Ratu duduk di hadapan mereka.
“Kamu isteri
formalku, namun Gibran adalah pasangan sejatiku. Sebulan lalu, kami menikah di Italia.”
tandas Beni. Lantas, Beni berciuman dengan Gibran.
Ratu
terpukul. Beni telah membohonginya. Sebulan lalu ia mengaku ke Italia untuk seminar
arsitektur. Faktanya, ia menikahi sesama
pria di sana.
Bila suamimu
mendua dengan wanita lain, kamu tahu ia pernah mencintaimu. Tapi, bila suamimu mendua dengan sesama pria, bisa
dipastikan ia pura-pura mencintaimu. Pengikut
kaum sodom sulit jatuh cinta pada wanita.
Hati ratu hancur
berkeping-keping. Cinta pertamanya tertuju pada orang yang
salah. Ratu merutuki kebodohan dirinya. Mungkinkah ini karma sikap angkuhnya pada
pria di masa lalu? Ataukah hukuman Tuhan
akibat Ratu pernah menafikan cinta? Entahlah.
Yang pasti, Ratu ingin menyudahi pernikahannya
dengan Beni.
“A..aku akan
menggugat cerai ke Pengadilan Agama,”
Ratu tergagap karena menahan luapan amarah.
“Saat ini aku
belum ingin bercerai resmi darimu. Aku menginginkan
anakmu. Bercintalah dengan lelaki lain hingga
kamu hamil. Kami akan mengakui bayi
itu sebagai anak! Karena aku tak mungkin punya anak dari Gibran,”

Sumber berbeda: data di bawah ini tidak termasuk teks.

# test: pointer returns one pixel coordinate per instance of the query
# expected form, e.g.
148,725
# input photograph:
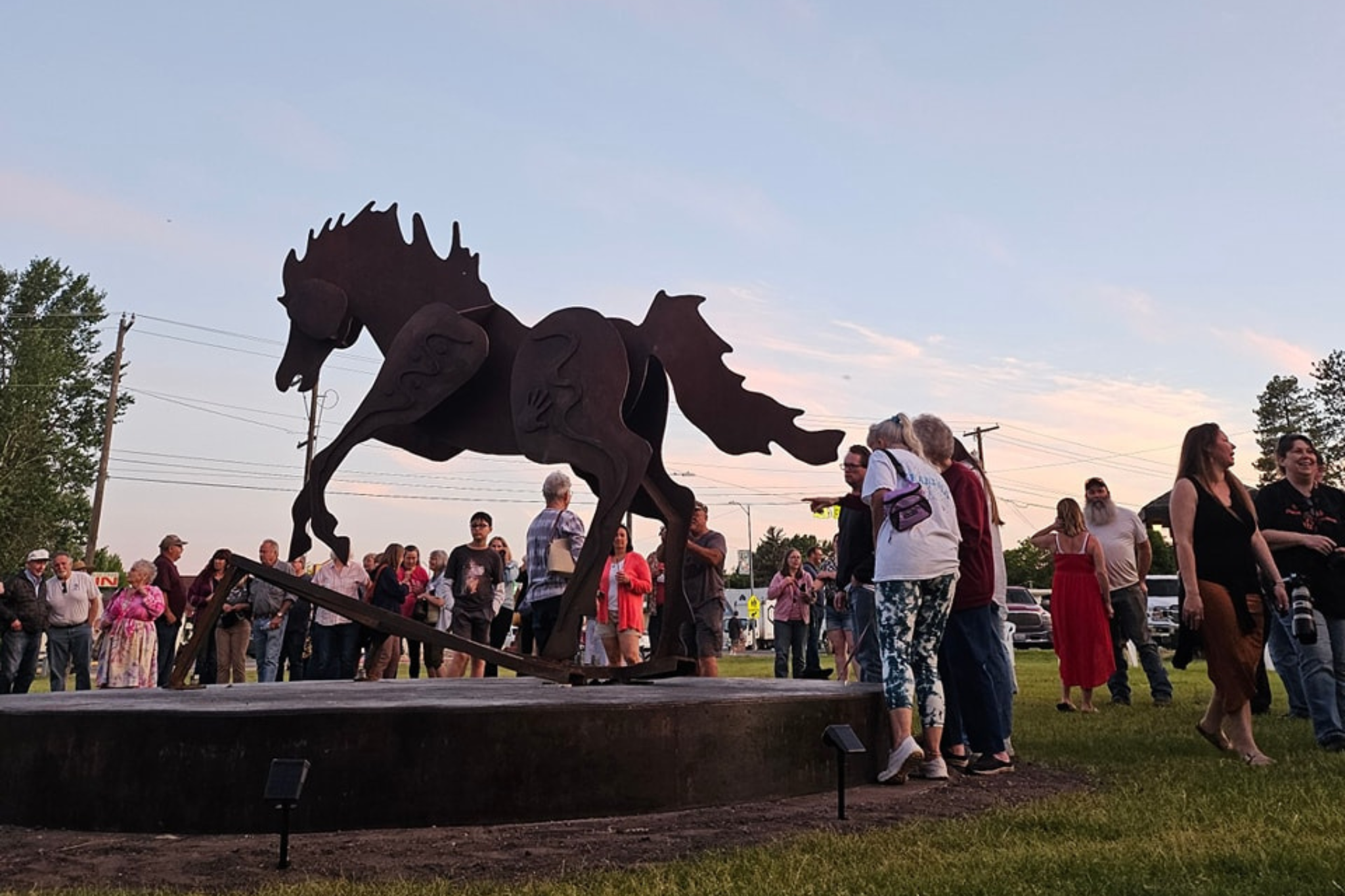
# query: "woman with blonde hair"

Beni berbicara sambil mengerling mesra kekasihnya.
Plak! Ratu menampar pipi Beni. Amarahnya tak tertahankan lagi. “Kurang ajar!

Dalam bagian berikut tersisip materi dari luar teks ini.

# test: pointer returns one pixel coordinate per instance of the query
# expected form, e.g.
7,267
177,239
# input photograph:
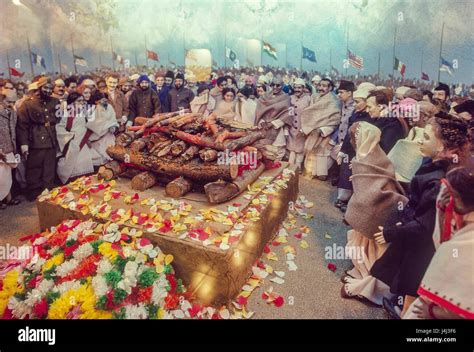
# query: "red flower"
166,226
144,294
278,302
172,281
41,309
69,250
171,302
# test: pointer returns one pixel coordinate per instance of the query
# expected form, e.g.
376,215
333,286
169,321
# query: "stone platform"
214,246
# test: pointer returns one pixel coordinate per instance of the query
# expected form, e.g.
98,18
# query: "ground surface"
312,291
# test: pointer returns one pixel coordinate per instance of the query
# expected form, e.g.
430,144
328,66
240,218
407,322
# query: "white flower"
159,292
19,309
129,277
66,267
112,236
99,285
83,251
136,312
45,285
113,227
66,286
104,266
36,263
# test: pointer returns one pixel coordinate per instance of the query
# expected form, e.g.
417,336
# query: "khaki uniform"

Dengar, Beni! Aku memang jarang
shalat, tapi aku paham berzinah adalah dosa besar. Aku tak mau berzinah dengan lelaki manapun. ”
Ratu bergegas
masuk ke kamar tidur untuk mengumpulkan pakaian yang ia bawa dari rumah. Pakaian dan perhiasan pemberian keluarga
Beni ditinggalkannya. Ia hendak pergi ke rumah ibunya beserta
barang-barang hasil jerih payahnya sendiri.
(Bagaimana kehidupan Ratu setelah berpisah
dari Beni? Nantikanlah kisah
lanjutannya.)
________________________________________________________
CATATAN PENULIS
- Dalam salah satu bagian kisah di atas, latar belakangnya kantor pemerintah. Terdapat situasi persaingan antar karyawan dan perselingkungan. Kejadian tersebut tidak hanya terjadi kantor pemerintahan, tapi juga di kantor milik institusi swasta. Tulisan ini tidak bermaksud merendahkan institusi tertentu.
- Kisah dan tokoh-tokoh dalam cerita ini hanyalah imajinasi penulis. Bila ada kesamaan dalam kenyataan bukanlah suatu kesengajaan. Mohon maaf sebelumnya.